Un hombrecillo con demasiado pelo. Pensó Dieter Rhomberg. Luego descendió por la barba cerrada y bien afeitada hasta llegar a un traje discreto, de endomingado cotidiano.

—Soy representante de una empresa de instalaciones deportivas y he terminado mi visita a la zona. Ahora regresaba a casa. Si no le importa.

—No. No me importa.

—Yo también voy a comer. Me sentaré en una de esas mesas y cuando usted quiera irse no tiene más que decírmelo.

—Siéntese conmigo. Yo también he de comer.

—Muy amable, señor. Muchas gracias.

Se sentó el hombre y resopló de alivio.

—No sabe usted de qué apuro me saca. Si no llego esta noche a casa me hubiera costado Dios y ayuda convencer a mi mujer de que la culpa la tiene el coche.

—Es desconfiada.

—Motivos que yo le doy.

Le guiñó el ojo. Un enorme sello de oro refulgía en el mismo dedo donde lucía una breve alianza.

—Lo da el trabajo. Piscinas. Pistas de tenis. Tome una tarjeta.

—No creo que vaya a necesitarle. Soy extranjero y estoy de paso.

—Algo extranjero sí le he notado, pero habla muy bien el español.

—Vengo con frecuencia.

—Quédese la tarjeta. Nunca se sabe. Un buen día le da por comprarse un chalet en España y me necesita. Juan Higueras Fernández, para servirle.

—Peter Herzen.

—Peter. Me suena a inglés.

—Soy alemán. Pero Peter es igual en inglés que en alemán.

El camarero trajo la ensalada y el filete para Rhomberg.

—Para mí unas rodajitás de merluza a la plancha y nada más. Tengo úlcera.

Sobre la mesa aparecieron dos pastillas distintas directamente extraídas del bolsillo.

—Me pongo la dosis diaria en el bolsillo y así no me olvido. Si no, unas veces porque tengo las cajas en la maleta y otras porque me las dejo no sé dónde. Un desastre. Que son demasiadas cosas las que tenemos en la cabeza y luego vienen las úlceras y cosas peores. Usted tiene un aspecto saludable. Es usted un tío fuerte. Se cuida, vamos. Un filetito, ensalada. ¿Hace deporte?

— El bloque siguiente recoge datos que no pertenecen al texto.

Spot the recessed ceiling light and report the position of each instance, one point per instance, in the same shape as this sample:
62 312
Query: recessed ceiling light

—El que puedo. Natación sobre todo.

—Muy sano. El más completo. Ya ve usted. Todo el día entre piscinas y yo no sé nadar. Aquí en España nos han educado a martillazos. Cuatro letras. Cuatro números. ¿Ejercicio físico? A correr detrás de una pelota o una lata por las calles y descampados, y eso aún antes, porque ahora no queda ni un descampado. Los chicos de ahora ya es otra cosa. Mi chico estudia natación. Dos días a la semana. Cuando vamos a la playa en verano me da cierta cosa que el tío se ponga a nadar como un renacuajo y yo con el agua hasta la cintura o en cuclillas.